Continuous data protection offers another option
The solution is Continuous Data Protection (CDP), which is available in both standalone products and as a feature in some HA products. While various CDP technologies differ in their specific features and options, viewed from a high level, CDP comes in two flavors: True CDP and Near CDP. True CDP captures all data writes, transfers them to a secondary disk and stores each update independently. Using True CDP, one can “undo” data updates and additions by recovering the data to any point in time.
Near CDP differs from True CDP in that one can recover only to specific points in time. For example, Near CDP may copy data to the secondary disk only when a file is saved or closed. Two benefits of this approach are that it reduces the amount of data transmitted and every available recovery point is “clean” (that is, no transactions will be caught in mid-flight). The drawback is that, in some cases, this can result in recovery points being spaced at intervals of several hours or more. This may not be adequate in many environments.

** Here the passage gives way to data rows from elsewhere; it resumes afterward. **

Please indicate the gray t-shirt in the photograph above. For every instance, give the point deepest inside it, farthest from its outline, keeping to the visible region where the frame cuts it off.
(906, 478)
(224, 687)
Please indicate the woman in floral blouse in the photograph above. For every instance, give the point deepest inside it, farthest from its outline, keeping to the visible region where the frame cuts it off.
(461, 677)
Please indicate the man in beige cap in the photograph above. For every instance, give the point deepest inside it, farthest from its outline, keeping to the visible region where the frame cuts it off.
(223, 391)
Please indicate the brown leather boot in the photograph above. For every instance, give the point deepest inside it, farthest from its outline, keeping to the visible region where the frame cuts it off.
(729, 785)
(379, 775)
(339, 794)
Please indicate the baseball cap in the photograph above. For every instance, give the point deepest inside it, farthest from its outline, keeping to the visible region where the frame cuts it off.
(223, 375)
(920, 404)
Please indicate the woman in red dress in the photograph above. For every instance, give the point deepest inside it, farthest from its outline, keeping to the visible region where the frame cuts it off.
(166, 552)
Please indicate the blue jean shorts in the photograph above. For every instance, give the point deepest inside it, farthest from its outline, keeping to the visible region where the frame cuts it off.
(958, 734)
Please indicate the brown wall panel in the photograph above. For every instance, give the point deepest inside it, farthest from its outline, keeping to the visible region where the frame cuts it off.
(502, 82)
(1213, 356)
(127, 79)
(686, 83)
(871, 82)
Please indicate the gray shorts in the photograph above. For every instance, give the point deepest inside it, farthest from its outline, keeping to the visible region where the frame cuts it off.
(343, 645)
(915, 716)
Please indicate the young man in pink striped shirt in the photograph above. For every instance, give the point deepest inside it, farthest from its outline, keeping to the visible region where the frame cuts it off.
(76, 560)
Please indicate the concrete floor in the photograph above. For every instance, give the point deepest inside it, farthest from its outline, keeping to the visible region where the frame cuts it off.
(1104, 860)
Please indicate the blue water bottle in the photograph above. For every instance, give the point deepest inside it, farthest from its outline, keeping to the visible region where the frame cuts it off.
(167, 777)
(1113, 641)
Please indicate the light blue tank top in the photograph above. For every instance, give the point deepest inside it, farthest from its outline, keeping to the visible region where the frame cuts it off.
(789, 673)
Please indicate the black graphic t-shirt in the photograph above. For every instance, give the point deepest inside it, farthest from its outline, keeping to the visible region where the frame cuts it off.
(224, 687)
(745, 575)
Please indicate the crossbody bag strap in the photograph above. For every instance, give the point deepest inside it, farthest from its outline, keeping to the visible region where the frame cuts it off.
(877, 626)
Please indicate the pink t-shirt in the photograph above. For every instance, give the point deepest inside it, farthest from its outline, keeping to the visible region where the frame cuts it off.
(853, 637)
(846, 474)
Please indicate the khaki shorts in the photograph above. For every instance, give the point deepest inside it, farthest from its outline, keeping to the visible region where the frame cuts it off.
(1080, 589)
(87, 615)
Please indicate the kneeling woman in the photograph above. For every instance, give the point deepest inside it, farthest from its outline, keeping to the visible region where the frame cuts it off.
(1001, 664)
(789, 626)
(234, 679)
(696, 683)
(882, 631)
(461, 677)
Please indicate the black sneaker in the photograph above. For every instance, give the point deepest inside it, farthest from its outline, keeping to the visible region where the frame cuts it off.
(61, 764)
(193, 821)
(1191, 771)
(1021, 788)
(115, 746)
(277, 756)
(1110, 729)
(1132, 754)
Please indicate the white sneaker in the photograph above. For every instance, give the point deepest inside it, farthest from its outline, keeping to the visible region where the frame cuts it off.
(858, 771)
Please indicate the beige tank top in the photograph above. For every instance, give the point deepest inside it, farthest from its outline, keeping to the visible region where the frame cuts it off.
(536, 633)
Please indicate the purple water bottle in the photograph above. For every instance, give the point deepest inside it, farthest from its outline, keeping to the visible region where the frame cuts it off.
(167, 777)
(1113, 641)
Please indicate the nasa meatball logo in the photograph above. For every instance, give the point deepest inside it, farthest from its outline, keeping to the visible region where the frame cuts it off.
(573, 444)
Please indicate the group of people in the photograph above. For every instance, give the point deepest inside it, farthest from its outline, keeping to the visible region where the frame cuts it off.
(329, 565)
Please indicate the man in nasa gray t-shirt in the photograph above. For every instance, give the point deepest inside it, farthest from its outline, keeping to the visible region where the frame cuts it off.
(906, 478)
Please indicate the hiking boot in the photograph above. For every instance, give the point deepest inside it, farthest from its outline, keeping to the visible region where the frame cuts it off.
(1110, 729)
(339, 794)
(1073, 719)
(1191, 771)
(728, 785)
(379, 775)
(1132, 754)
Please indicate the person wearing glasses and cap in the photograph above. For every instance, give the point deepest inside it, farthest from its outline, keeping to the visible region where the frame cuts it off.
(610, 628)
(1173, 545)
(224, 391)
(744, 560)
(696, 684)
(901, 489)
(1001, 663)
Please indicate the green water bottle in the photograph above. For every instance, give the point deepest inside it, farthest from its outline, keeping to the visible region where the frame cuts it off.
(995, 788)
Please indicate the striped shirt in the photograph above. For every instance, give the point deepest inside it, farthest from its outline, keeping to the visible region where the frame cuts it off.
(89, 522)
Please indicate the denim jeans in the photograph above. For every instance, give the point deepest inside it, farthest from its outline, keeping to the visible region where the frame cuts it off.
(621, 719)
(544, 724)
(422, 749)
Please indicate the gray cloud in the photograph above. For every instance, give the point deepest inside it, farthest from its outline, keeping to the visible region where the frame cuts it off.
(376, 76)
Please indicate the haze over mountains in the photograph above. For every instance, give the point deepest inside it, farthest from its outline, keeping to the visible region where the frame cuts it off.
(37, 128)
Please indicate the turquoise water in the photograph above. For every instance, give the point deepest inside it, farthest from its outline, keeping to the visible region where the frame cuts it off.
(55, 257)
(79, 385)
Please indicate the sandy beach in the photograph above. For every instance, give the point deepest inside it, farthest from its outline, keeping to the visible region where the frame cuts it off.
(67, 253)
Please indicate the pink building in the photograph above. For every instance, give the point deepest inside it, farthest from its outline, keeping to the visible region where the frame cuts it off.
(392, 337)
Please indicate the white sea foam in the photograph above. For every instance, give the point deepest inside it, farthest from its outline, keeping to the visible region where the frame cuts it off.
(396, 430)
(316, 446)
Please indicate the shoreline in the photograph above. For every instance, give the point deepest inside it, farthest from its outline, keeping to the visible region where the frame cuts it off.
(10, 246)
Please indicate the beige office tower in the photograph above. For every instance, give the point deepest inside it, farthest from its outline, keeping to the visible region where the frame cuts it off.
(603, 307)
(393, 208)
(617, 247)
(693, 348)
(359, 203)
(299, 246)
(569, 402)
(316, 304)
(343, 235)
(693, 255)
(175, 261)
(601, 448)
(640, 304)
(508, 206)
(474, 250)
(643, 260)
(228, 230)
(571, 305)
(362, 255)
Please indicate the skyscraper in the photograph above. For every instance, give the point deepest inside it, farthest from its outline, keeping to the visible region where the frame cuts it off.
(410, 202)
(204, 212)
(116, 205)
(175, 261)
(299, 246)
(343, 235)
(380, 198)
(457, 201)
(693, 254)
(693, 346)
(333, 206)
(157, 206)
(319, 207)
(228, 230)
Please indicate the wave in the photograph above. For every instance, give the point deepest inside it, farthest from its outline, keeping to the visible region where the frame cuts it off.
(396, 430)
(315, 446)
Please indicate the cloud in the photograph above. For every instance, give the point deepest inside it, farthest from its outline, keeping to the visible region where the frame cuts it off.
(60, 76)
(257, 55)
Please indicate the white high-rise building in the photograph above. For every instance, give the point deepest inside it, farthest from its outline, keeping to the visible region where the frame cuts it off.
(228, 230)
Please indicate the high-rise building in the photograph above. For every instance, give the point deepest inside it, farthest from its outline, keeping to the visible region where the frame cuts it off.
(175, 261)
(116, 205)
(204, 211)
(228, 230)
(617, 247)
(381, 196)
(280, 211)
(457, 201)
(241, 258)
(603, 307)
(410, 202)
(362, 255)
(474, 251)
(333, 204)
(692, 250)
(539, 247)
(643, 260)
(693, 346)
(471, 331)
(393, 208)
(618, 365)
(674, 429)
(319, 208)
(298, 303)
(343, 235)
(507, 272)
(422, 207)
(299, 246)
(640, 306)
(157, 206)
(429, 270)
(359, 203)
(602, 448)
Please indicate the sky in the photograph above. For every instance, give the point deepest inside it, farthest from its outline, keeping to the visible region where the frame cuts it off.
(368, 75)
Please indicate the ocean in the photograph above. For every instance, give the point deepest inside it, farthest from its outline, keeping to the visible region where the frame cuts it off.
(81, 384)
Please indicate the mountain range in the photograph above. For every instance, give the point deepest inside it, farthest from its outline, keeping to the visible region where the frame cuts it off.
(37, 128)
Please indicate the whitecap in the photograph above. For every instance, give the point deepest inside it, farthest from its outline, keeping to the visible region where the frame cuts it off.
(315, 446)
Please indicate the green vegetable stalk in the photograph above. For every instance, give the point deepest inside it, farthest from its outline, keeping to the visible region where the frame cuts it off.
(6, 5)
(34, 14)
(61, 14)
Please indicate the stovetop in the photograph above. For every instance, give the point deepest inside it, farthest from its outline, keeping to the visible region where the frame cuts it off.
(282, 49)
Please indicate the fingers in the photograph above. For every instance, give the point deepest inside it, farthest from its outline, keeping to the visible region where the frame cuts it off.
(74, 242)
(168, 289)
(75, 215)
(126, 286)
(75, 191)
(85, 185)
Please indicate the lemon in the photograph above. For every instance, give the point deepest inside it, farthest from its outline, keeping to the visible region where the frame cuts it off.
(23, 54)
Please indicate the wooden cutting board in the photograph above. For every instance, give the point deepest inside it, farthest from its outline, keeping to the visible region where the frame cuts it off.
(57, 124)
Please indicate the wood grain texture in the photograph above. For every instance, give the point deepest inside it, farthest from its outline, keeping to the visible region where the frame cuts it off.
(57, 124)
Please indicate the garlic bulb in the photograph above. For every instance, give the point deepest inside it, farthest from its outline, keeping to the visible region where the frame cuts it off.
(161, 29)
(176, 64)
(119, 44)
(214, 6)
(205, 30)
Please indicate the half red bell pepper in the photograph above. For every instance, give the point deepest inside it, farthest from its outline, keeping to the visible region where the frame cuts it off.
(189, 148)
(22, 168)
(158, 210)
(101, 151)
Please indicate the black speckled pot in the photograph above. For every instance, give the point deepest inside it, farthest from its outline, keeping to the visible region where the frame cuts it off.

It’s best to work together
The optimum choice of tape backup, HA or CDP options is often “all of the above.” Tape provides a reliable off-site backup should all else fail. Combining tape with HA and CDP goes further and addresses all data corruption and availability issues. HA ensures that operations will not be interrupted by disasters or maintenance activities, without the need to perform cumbersome, time-consuming recovery operations after a disaster. Finally, CDP enables the quick restoration of data to a point in time prior to its corruption. Thus, the combination of tape-based backups, HA and CDP is the best way to provide seamless protection against data loss, data corruption and system downtime.